Ab jetzt mit vollem Durchblick! – Bergsport mit und ohne Brille

Vor Kurzem ließ ich mir meine Augen lasern und kann nun ohne Brille oder Kontaktlinsen in den Bergen unterwegs sein. Hier meine Erfahrungen dazu, die auf der Homepage des Augen-Versorgungs-Zentrums Weilheim erschienen sind:

Ich bin Berufs-Bergführer, leidenschaftlicher Kletterer und Betreiber einer Kletterhalle. Damit dreht sich mein Alltag um Bergsport und ich tue das was die meisten gelegentlich oder Hobby-mäßig betreiben, so gut wie jeden Tag. Über den Winter sind es viele, viele Skitouren- und Eisklettertage oder Ausbildungs- und Trainingseinheiten, im Sommer reihen sich Sportklettern, Alpinklettern und Hochtouren nahtlos aneinander. Und damit es ja nicht langweilig wird werden noch Kletterhallenrouten geschraubt, Montagen und Wartungen durchgeführt und zu guter Letzt noch neue Routen am Fels erschlossen und geklettert.

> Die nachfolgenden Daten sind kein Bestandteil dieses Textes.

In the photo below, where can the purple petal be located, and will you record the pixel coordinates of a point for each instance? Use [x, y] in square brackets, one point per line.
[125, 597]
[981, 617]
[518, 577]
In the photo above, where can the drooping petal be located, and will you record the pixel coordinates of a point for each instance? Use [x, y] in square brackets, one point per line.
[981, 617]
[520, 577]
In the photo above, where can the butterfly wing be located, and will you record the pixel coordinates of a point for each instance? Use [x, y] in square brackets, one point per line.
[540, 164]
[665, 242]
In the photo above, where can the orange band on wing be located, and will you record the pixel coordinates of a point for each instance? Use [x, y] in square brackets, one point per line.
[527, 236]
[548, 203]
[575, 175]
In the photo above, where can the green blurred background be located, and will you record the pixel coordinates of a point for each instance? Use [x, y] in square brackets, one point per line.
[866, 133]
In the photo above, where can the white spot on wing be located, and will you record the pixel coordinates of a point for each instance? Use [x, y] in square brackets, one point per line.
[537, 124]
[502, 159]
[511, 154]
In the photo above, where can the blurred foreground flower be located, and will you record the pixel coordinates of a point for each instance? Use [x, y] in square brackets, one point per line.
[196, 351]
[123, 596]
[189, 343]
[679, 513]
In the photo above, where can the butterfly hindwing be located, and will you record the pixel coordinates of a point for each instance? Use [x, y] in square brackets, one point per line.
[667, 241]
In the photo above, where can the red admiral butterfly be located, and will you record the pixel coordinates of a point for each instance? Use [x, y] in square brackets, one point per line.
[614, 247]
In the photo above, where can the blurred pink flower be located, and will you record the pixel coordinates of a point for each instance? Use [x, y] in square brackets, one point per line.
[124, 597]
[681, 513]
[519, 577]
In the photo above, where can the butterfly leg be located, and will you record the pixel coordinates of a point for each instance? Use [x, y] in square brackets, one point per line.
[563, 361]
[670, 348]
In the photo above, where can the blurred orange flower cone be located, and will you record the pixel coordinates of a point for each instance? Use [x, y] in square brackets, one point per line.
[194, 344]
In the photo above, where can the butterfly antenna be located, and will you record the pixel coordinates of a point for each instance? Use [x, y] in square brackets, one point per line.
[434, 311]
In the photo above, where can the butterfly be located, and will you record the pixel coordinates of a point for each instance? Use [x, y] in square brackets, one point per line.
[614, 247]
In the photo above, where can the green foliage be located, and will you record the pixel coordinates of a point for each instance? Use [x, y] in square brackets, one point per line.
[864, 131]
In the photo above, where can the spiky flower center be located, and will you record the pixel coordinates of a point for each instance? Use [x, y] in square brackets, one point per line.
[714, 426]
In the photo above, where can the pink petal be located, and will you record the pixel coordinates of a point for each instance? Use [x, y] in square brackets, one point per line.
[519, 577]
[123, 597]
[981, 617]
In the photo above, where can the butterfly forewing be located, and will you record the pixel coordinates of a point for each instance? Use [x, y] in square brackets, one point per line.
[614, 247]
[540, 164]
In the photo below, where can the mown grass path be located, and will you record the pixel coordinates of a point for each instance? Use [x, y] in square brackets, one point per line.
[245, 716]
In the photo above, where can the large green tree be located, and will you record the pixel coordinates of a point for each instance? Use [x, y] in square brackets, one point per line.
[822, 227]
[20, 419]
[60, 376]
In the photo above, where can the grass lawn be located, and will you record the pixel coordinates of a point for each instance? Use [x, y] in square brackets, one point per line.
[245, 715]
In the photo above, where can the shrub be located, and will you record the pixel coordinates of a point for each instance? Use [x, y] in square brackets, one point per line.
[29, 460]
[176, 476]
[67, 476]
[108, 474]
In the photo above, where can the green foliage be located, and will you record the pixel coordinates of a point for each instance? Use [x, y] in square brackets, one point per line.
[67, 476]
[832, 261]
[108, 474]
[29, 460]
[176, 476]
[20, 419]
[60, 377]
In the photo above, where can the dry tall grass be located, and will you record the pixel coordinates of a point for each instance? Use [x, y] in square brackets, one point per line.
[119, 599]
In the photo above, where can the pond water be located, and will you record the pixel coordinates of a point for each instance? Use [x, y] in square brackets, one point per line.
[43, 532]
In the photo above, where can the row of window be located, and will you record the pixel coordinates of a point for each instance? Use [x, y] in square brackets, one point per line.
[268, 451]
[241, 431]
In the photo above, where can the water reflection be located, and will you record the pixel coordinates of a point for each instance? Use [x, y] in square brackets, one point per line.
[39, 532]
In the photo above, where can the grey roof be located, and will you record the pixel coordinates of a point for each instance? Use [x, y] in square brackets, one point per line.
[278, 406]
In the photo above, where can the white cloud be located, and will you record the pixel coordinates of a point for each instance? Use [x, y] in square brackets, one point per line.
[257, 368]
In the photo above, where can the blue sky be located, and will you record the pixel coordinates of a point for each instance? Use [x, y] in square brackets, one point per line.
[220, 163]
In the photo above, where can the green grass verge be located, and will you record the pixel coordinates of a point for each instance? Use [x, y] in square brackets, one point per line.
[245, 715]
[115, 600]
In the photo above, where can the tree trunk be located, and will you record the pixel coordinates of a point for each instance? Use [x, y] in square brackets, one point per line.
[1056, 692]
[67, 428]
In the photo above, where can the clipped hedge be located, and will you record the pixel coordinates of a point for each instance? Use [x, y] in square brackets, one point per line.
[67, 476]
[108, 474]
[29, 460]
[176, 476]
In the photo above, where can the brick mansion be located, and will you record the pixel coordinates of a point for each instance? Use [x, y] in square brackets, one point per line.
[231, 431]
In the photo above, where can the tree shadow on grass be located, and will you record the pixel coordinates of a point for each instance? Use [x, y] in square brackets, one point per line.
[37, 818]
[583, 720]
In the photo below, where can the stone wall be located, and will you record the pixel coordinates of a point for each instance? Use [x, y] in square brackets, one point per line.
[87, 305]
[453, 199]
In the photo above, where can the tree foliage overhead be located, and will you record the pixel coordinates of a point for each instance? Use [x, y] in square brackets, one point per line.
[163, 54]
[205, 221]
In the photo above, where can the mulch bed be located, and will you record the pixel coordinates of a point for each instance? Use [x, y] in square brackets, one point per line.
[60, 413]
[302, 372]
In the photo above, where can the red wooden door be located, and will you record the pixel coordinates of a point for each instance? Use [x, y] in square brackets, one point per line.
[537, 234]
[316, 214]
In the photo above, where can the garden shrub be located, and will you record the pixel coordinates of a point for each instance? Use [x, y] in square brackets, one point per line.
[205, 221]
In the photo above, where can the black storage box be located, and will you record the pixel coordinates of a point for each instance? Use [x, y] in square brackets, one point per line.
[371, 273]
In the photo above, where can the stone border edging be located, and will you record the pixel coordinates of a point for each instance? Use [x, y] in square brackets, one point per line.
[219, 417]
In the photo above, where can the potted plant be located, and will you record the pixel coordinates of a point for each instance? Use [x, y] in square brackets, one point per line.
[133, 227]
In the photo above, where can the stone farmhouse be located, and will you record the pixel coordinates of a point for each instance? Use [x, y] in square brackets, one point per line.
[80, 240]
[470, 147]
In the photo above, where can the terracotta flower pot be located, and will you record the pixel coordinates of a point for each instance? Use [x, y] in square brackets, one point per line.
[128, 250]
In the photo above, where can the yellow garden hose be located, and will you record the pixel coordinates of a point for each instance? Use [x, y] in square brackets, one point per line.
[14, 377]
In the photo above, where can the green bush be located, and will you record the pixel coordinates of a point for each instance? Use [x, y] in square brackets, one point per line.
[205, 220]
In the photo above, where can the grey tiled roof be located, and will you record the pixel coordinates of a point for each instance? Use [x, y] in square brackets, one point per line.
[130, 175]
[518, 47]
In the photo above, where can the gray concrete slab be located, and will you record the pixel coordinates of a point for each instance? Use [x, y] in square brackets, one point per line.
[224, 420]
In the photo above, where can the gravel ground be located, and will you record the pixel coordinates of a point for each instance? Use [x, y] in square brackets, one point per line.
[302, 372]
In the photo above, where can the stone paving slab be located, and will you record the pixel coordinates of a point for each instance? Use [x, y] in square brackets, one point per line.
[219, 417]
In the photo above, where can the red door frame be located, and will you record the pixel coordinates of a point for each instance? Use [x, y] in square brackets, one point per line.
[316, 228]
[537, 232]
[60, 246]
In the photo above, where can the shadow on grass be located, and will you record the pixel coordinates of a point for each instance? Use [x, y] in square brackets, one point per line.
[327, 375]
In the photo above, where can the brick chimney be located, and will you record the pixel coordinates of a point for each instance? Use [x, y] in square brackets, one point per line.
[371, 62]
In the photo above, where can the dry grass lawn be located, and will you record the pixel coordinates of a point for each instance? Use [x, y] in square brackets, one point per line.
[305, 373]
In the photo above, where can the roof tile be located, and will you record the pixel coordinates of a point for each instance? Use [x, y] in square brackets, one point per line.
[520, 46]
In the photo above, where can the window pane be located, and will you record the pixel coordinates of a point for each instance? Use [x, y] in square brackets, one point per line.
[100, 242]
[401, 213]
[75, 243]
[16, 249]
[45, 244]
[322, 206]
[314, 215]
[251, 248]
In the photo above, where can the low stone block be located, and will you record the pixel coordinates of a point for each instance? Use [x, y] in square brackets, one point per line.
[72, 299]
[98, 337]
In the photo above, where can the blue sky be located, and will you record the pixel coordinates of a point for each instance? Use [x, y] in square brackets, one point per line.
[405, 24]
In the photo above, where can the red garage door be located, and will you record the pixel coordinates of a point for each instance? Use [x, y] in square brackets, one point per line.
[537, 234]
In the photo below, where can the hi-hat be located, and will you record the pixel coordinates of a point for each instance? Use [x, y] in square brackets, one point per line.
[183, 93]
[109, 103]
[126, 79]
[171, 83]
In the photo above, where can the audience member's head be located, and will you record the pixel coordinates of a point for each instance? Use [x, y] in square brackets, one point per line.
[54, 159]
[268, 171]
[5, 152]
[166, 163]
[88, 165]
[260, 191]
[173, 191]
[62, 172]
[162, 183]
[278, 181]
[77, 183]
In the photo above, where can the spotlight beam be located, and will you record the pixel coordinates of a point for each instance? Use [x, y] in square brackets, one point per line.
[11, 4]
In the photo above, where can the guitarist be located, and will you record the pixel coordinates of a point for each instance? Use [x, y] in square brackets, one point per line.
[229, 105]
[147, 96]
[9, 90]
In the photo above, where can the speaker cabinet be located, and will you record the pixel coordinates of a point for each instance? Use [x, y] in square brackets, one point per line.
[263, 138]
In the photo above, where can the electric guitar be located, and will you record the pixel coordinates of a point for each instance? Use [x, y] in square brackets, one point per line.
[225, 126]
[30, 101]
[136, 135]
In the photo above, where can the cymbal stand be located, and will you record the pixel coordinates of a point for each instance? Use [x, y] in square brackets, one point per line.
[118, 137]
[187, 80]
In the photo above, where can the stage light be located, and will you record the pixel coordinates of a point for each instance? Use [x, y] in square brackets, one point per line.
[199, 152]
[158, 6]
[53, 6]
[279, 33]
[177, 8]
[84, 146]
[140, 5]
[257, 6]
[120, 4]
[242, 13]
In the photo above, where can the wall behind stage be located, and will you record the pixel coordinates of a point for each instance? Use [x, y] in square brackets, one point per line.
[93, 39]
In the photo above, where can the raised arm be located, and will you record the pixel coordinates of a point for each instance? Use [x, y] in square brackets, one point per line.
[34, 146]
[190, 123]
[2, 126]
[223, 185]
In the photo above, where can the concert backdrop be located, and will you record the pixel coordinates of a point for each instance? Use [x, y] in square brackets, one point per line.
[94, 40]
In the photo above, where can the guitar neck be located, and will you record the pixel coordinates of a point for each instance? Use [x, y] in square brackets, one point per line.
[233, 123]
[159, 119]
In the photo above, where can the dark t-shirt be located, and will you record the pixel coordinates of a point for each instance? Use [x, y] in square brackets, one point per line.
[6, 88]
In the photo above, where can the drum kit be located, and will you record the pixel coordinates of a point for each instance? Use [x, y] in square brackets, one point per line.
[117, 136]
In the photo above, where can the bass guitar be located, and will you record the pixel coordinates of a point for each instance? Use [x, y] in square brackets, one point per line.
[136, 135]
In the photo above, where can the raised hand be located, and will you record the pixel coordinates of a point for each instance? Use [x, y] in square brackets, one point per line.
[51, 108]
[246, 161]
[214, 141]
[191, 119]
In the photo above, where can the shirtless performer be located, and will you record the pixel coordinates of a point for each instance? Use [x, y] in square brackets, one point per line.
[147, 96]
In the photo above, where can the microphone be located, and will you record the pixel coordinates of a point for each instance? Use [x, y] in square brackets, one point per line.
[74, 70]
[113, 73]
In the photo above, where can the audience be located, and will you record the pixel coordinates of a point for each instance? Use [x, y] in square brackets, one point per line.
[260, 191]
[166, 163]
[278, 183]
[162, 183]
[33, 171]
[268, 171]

Ich liebe dieses Leben, von einem Bürojob habe ich mich erfolgreich und so weit wie möglich ferngehalten, jeden Tag mittendrin statt nur dabei! Natürlich bringt dieser Lebensstil auch jeden Tag Schweiß, Staub, Schmutz, Dämmerlicht, Regen, Nebel, Frost, etc. mit sich. Und das (bis gestern!) mit Brille oder eben Kontaktlinsen. Irgendwie hatte ich mich, seit in der siebten Schulklasse die Sehhilfe für mich nötig wurde, damit abgefunden und arrangiert. Aber irgendwie war es auch etwas, das mich Tag für Tag gestört hat, mal mehr, mal weniger. Beschlagene oder verstaubte Brillengläser, vereistes Kontaktlinsen-Pflegemittel, verlorene und verrutschte Kontaktlinsen oder sündhaft teure Sonnenbrillen mit Schliff oder Einsatz, die Liste der Kompromisse ist lang aber lange Zeit war das eben einfach so.

Bereits vor zehn Jahren hatte ich mich über die Möglichkeit einer Augenkorrektur mit Laserbehandlung informiert, aber damals änderte sich meine Stärke noch ein wenig, die Behandlungsmethoden hörten sich, im Vergleich zu heute, noch etwas rustikal an und ich war ja auch gerade Anfang zwanzig. Über die Jahre unterhielt ich mich aber immer mal wieder mit Patienten und Ärzten und informierte mich über die Fortschritte der Behandlungstechniken. Jetzt, im Herbst 2013 kamen mehrere Dinge zusammen. Eine neue Brille wäre nötig geworden, wieder rund tausend Euro für eine ungeliebte Sache. Ein „Beinahe-Unfall“ durch eine beschlagene und vollgetropfte Brille. Mein kleiner Sohn war nun alt genug um mir wirklich täglich mit Freude im Spiel die Brille vom Gesicht zu reißen und zu guter Letzt und ganz ehrlich: ein sehr gutes Geschäftsjahr hatte die geheime Spardose für diesen Zweck vervollständigt.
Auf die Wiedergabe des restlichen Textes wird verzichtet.